Evacuation of civilians from Severodonetsk has been suspended.
Serhiy Hayday, the head of Luhansk's regional administration, said that a Russian air strike in Severodonetsk had hit a tank of nitric acid at a chemical plant and warned people in the city to stay in shelters.
An officer in the Luhansk People's Militia, which supports Russian forces, says that Ukrainian forces are using bomb shelters and the city's industrial zone — a complex of heavy manufacturing plants — to resist.
Andrey Marochko, a lieutenant colonel in the militia, told Russian media that the Ukrainians are also using higher ground across the river to shell the militia.

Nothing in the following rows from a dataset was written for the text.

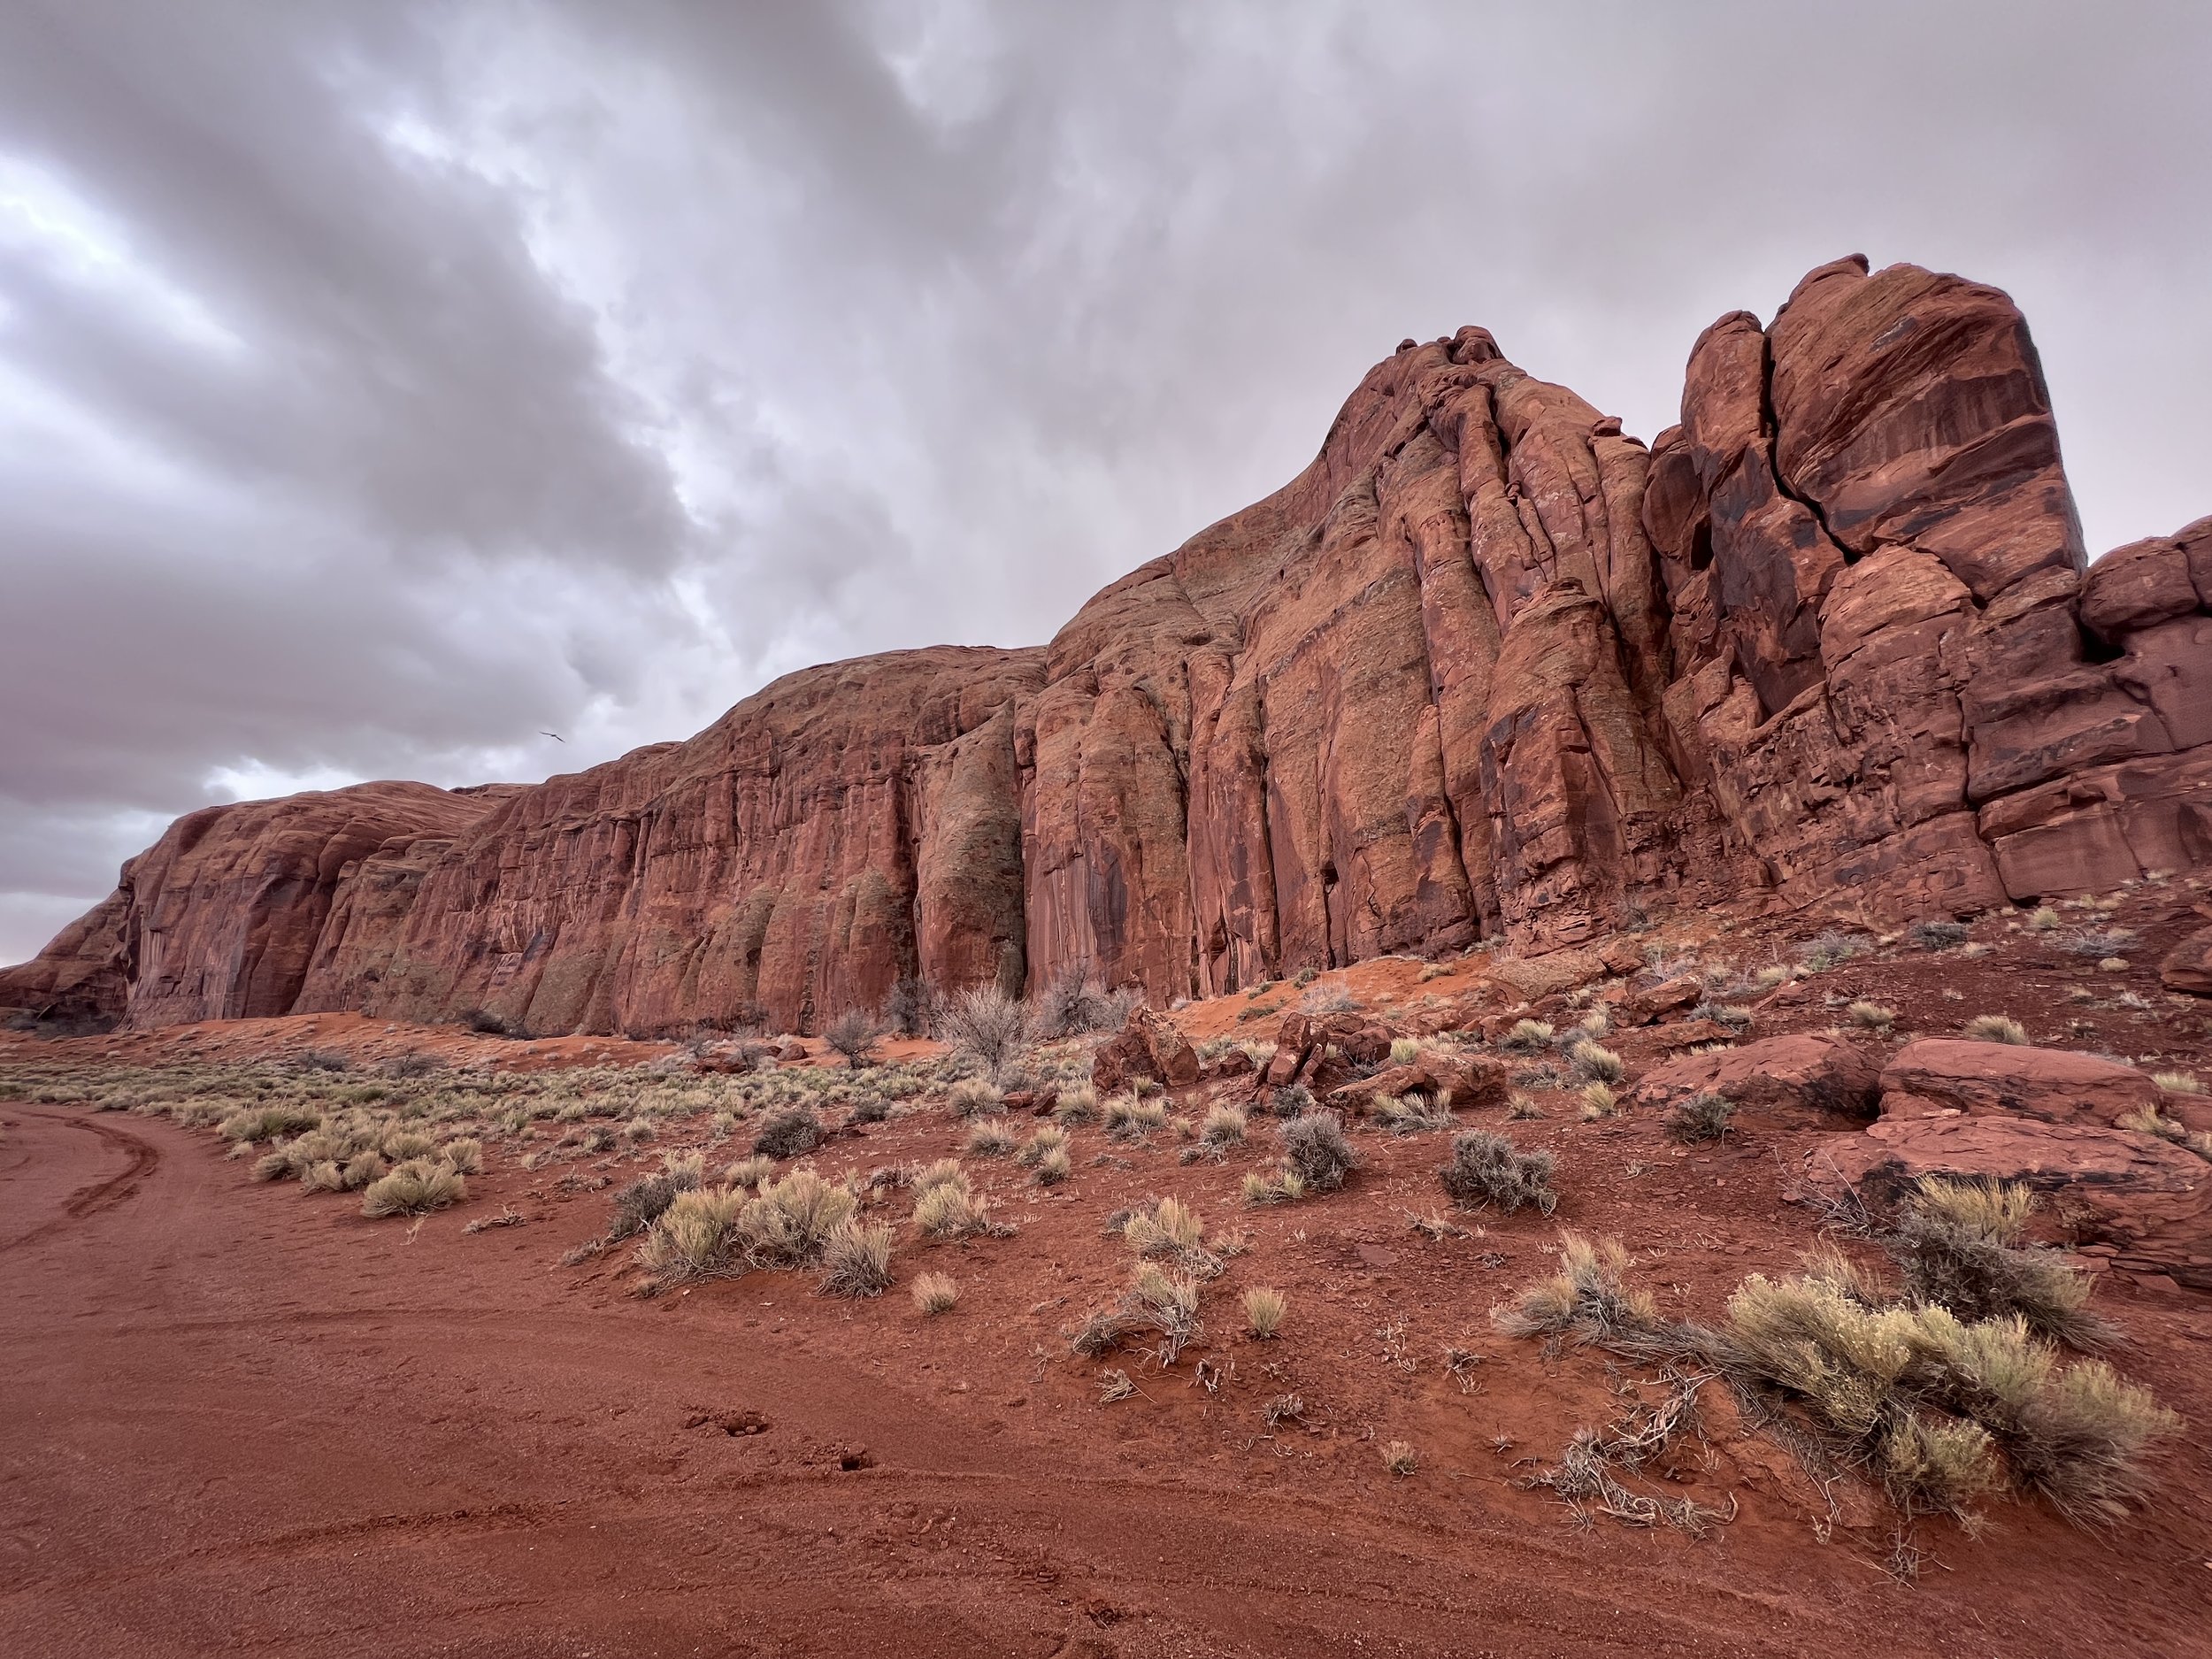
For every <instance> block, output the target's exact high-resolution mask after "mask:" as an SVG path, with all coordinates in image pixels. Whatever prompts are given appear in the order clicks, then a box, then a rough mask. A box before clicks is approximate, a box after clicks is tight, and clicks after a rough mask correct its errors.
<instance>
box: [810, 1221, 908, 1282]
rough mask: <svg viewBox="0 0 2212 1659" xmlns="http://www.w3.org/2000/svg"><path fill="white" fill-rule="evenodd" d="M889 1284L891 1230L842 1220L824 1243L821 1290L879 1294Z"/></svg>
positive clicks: (890, 1273) (836, 1225) (889, 1281)
mask: <svg viewBox="0 0 2212 1659" xmlns="http://www.w3.org/2000/svg"><path fill="white" fill-rule="evenodd" d="M889 1287H891V1230H889V1228H865V1225H860V1223H858V1221H841V1223H838V1225H836V1228H834V1230H832V1232H830V1239H827V1241H825V1243H823V1290H825V1292H827V1294H832V1296H880V1294H883V1292H887V1290H889Z"/></svg>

"Nearby is the city of Lysychansk [which] is located on a hill and it is from there that the armed formations of Ukraine are firing at the city of Severodonetsk," he said.
Marochko claimed that the Ukrainians' main supply route from Bakhmut had been cut. "We control almost all logistics, but the enemy is trying in a roundabout way to supply this settlement by moving between forests on dirt roads."
The Ukrainian side has acknowledged that it has become more difficult to use the main highway from Bakhmut because of constant shelling, and that it is using other ways of reaching the cities at the frontlines.